Pornography is hot and steamy right now, but is it harmful to human behavior?
According to yourbrainonporn.com, porn can lead to erectile dysfunction or ED in men as early as they’re twenties due to desensitization. Pornography feeds the brain with a flood of endorphins, the brain’s natural excitement drug. If endorphins are released at a constant enough rate, the brain will have to up the stakes in order to achieve the same level of excitement. This inevitably desensitizes the brain to anything other than a more extreme level of porn.
In essence, the site states that eventually men will prefer porn to their partners.
However, these cases are rare and have received heavy professional critique such as Psychology Today’s article, “An Erectile Dysfunction Myth.”
On the other hand, Psychology Today’s article stated that porn wasn’t the cause of ED, but that excessive masturbation was to blame. Although, this could be seen as an aftermath of pornography considering that porn and masturbating go together like peanut butter and jelly.

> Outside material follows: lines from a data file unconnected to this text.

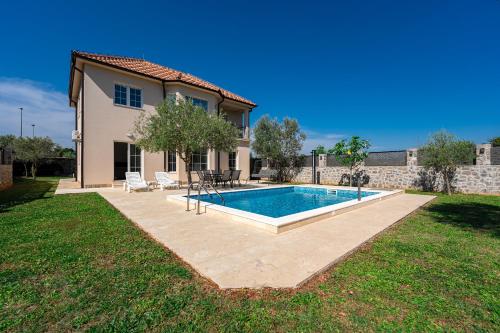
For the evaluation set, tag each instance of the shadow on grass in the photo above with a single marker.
(24, 191)
(475, 215)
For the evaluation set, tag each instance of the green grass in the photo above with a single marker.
(72, 262)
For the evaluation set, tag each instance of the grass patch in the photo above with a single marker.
(72, 262)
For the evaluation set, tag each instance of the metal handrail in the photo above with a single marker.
(202, 185)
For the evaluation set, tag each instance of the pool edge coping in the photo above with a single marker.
(292, 221)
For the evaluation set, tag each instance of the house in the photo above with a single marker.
(108, 93)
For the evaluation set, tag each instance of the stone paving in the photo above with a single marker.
(234, 255)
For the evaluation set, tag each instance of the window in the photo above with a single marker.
(128, 96)
(136, 98)
(172, 97)
(232, 160)
(199, 161)
(135, 158)
(171, 161)
(198, 102)
(120, 94)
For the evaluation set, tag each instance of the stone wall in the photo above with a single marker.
(480, 178)
(5, 176)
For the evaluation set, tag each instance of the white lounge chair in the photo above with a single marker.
(133, 181)
(164, 181)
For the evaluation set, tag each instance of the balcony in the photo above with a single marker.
(242, 132)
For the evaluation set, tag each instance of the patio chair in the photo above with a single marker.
(164, 181)
(235, 177)
(204, 177)
(134, 182)
(226, 177)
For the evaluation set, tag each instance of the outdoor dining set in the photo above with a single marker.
(215, 178)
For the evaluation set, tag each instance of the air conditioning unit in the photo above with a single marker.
(76, 135)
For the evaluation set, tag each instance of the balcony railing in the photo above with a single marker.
(242, 132)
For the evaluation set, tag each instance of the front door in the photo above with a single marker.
(120, 164)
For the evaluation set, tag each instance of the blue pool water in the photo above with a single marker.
(283, 201)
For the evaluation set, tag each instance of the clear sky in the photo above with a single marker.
(390, 71)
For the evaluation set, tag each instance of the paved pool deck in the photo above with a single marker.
(235, 255)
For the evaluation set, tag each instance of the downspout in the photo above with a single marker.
(82, 181)
(218, 114)
(164, 153)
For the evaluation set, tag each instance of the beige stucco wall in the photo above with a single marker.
(106, 123)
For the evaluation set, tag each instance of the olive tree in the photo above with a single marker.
(351, 153)
(7, 141)
(443, 153)
(320, 149)
(33, 150)
(280, 144)
(184, 128)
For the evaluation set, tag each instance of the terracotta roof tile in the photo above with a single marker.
(156, 71)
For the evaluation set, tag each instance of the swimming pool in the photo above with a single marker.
(279, 202)
(282, 208)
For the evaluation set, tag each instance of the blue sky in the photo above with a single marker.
(390, 71)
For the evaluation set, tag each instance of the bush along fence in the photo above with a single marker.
(402, 169)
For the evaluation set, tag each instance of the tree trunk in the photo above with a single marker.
(187, 163)
(447, 182)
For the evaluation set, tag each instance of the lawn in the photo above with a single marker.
(73, 262)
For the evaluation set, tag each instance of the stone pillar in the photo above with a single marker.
(411, 158)
(483, 154)
(321, 161)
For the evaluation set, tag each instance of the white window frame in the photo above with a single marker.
(168, 162)
(128, 159)
(187, 97)
(128, 86)
(208, 162)
(235, 160)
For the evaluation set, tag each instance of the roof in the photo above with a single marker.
(159, 72)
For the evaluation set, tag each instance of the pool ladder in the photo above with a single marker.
(205, 186)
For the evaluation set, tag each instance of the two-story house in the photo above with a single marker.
(108, 94)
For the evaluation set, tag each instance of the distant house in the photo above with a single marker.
(109, 92)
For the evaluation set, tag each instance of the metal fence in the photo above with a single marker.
(386, 158)
(495, 155)
(421, 159)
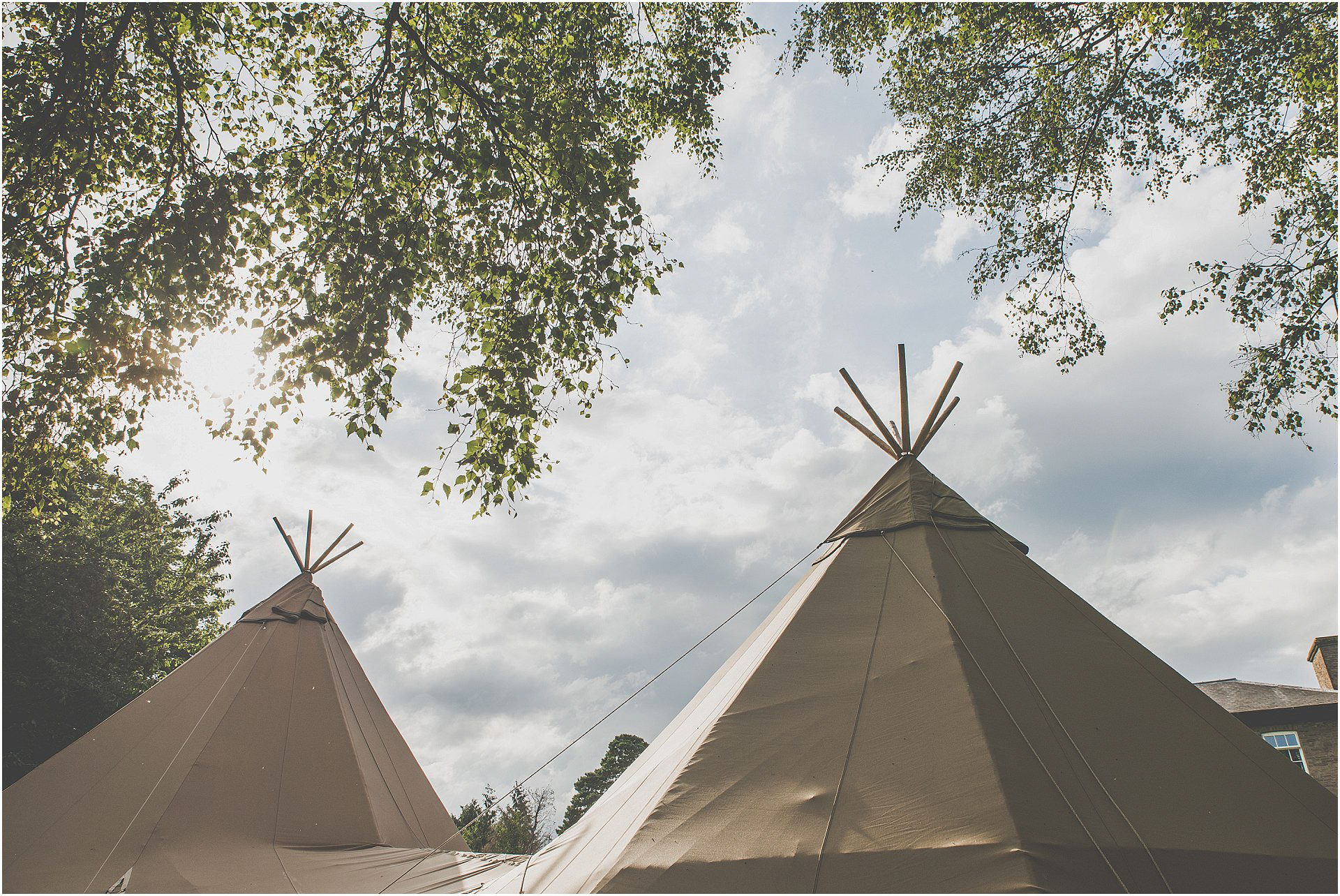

Apart from a biological effect, strong negative social effects are also within the ripples of porn’s aftermath.
Tyler and Veronica Benton, founders of “The White Collar Side Show,” an addiction relief drama and musical group, founded their start on pornography. In an interview with xxxchurch.com, Veronica said her husband’s secret addiction to pornography made her feel inadequate in her appearance and even pushed her to the point of bulimia.
This can be linked to the obvious problem with pornography; porn shamelessly objectifies women into faceless sexual objects.
Even though pornography does not have a medical diagnosis of being an addiction, its excessive use does share some of the same criteria. Users should be aware of what its use can do. Just because porn is widely consumed and accepted does not necessarily mean that it should be.